Üst düzey bir Emirlik diplomatı Reuters’a yaptığı açıklamada, Rusya’nın Ukrayna’yı işgaliyle ortaya çıkan tabloda Birleşik Arap Emirlikleri (BAE) ile ABD bağlarının test edildiğini söyledi.
Zengin Körfez Arap petrol ihracatçısı, son yıllarda Washington’un bölgedeki ABD ortaklarının güvenliğine olan bağlılığının azalması olarak gördüğü gelişmeden dolayı rahatsızlık sinyali verirken bu süreçte Abu Dabi Moskova ve Pekin ile bağlarını derinleştirdi.
Yemen’deki savaş, Washington’un İran politikası ve ABD’nin silah satışlarına ilişkin koşulları konusundaki farklılıklar bu endişeleri artırdı ve BAE’nin Rusya’nın Ukrayna’yı işgalini kınamak için ABD tarafından hazırlanan bir kararı desteklememesiyle sonuçlandı..
BAE’nin Washington Büyükelçisi Yousef al-Otaiba, “Her ilişki gibi. İlişkinin çok sağlıklı olduğu güçlü günleri ve ilişkinin sorgulandığı günleri var.” dedi.
Otaiba, Abu Dabi’deki bir savunma etkinliğinde yaptığı açıklamada, “Bugün bir stres testinden geçiyoruz ama bundan kurtulup daha iyi bir yere geleceğimize eminim.” diye konuştu.
Birleşik Arap Emirlikleri ve diğer Körfez ülkeleri, Batılı müttefikleri ile OPEC+ olarak bilinen petrol üreticileri grubundaki ortakları Rusya arasında tarafsız bir duruş sergilemeye çalışıyor.
BAE devlet yatırım fonlarının da Rus şirketlerinde hisseleri ve Rusya’nın egemen fonuyla stratejik bağları var ve iki ülke Suriye ve Libya’daki çatışmalarda geniş ölçüde jeopolitik çıkarları paylaşıyor.
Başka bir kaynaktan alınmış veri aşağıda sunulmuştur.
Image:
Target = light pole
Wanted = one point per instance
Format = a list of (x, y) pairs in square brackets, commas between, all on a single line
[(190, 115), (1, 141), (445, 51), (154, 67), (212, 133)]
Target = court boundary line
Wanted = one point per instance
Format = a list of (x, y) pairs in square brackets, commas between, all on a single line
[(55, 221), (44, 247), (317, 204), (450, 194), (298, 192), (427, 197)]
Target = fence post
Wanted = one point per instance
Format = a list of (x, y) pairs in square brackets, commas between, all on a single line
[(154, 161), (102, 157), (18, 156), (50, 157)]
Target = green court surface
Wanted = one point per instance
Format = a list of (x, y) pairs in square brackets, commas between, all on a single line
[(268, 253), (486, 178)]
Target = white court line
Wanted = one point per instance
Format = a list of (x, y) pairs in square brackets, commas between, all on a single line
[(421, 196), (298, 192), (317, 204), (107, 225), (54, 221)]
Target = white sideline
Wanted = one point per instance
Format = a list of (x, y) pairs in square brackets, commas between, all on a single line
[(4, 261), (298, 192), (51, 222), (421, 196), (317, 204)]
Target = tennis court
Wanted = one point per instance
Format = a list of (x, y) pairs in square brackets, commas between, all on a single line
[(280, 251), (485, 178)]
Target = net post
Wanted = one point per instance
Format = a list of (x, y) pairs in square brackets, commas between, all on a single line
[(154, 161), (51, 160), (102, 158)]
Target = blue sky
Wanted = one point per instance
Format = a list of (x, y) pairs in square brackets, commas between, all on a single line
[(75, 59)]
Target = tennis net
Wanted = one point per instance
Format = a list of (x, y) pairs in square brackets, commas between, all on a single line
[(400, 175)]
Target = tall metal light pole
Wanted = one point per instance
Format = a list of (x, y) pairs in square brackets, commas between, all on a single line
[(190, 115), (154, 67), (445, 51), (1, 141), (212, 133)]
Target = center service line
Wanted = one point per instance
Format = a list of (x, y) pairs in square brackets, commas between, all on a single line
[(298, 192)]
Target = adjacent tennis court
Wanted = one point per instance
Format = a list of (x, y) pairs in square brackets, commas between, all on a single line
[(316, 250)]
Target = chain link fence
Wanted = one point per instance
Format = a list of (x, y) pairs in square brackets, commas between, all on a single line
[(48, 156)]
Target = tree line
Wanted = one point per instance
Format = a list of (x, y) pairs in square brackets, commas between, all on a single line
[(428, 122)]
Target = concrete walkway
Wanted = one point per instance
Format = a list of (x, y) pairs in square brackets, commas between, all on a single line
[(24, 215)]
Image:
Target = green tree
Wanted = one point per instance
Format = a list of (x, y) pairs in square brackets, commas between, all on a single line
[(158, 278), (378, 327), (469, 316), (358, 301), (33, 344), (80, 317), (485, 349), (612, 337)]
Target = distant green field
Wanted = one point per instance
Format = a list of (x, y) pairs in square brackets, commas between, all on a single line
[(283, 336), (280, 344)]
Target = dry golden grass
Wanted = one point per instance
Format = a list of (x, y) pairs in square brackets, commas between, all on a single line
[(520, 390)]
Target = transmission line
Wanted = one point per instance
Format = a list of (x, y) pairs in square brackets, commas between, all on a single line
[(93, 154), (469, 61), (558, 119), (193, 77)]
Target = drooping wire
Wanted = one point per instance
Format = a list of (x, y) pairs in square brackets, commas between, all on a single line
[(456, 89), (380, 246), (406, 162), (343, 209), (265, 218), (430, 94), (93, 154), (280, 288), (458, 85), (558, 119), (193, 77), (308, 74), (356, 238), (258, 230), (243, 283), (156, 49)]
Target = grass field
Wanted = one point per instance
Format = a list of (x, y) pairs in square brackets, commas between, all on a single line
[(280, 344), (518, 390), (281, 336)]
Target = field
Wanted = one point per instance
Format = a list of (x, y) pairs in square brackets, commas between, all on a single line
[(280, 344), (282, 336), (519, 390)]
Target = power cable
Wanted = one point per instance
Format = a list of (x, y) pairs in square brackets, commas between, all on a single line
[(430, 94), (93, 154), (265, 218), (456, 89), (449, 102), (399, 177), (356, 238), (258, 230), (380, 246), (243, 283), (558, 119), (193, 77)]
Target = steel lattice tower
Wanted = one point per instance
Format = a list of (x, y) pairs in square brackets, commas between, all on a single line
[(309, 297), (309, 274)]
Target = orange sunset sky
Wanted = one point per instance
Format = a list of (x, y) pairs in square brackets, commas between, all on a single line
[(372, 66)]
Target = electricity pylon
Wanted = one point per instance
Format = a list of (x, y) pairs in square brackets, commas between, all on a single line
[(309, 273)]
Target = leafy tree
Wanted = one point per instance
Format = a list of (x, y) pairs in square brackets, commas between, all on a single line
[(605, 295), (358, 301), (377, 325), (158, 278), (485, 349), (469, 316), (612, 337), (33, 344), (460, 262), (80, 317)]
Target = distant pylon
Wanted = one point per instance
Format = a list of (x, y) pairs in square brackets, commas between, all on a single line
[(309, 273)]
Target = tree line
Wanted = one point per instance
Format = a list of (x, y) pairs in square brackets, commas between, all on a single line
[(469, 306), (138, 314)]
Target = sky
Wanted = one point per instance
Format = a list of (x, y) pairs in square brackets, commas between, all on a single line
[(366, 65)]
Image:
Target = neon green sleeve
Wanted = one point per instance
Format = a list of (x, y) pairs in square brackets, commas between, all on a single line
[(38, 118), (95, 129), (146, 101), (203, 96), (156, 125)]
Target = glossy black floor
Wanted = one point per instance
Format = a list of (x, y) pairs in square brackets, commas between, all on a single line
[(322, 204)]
Güvenlik Konseyi’nde Rusya’ya karşı yapılan oylamada çekimser kalan BAE, bu hafta ise Birleşmiş Milletler Genel Kurulu’nda benzer bir kararı destekledi. Ancak bu oy bağlayıcı değildi.
Avrupa Dış İlişkiler Konseyi’ndn Cinzia Bianco, çekimser tavrın Abu Dabi’nin ABD’ye karşı memnuniyetsizliğine işaret ettiğini söyledi ve ekledi: “Bu, Washington ile olan gerilimin çok açık bir işareti olduğu için zarar vericiydi.”
Savunma için geleneksel olarak ABD askeri şemsiyesine bel bağlayan BAE ve diğer Körfez Arap ülkeleri, özellikle ABD’nin Afganistan’dan çekilmesinden ve Çin’e karşı artan odaklanmasından sonra Biden yönetiminin bölgeye olan bağlılığını zayıflatmasından endişe duyuyor.
Bianco, Washington’a verdikleri mesaj: “Oyunun kurallarını değiştirmek ve bize daha az bağlılık istiyorsanız, size daha az bağlı olma hakkını talep ediyoruz” dedi.
Bazı BM diplomatları, BAE’nin Rusya’yı kınama konusundaki isteksizliğini, Rusya’nın bu yıl BAE ve Suudi Arabistan’a insansız hava aracı ve füze saldırıları başlatan Yemen’deki İran bağlantılı Husilere yönelik bir BM silah ambargosunu desteklemesinin ardından geldiğine dikkat çekti.
Hem BAE hem de Rusya aralarında bu konuda herhangi bir anlaşma yapıldığını reddetti, ancak Husi meselesi bir gerilim noktası olmaya devam ediyor.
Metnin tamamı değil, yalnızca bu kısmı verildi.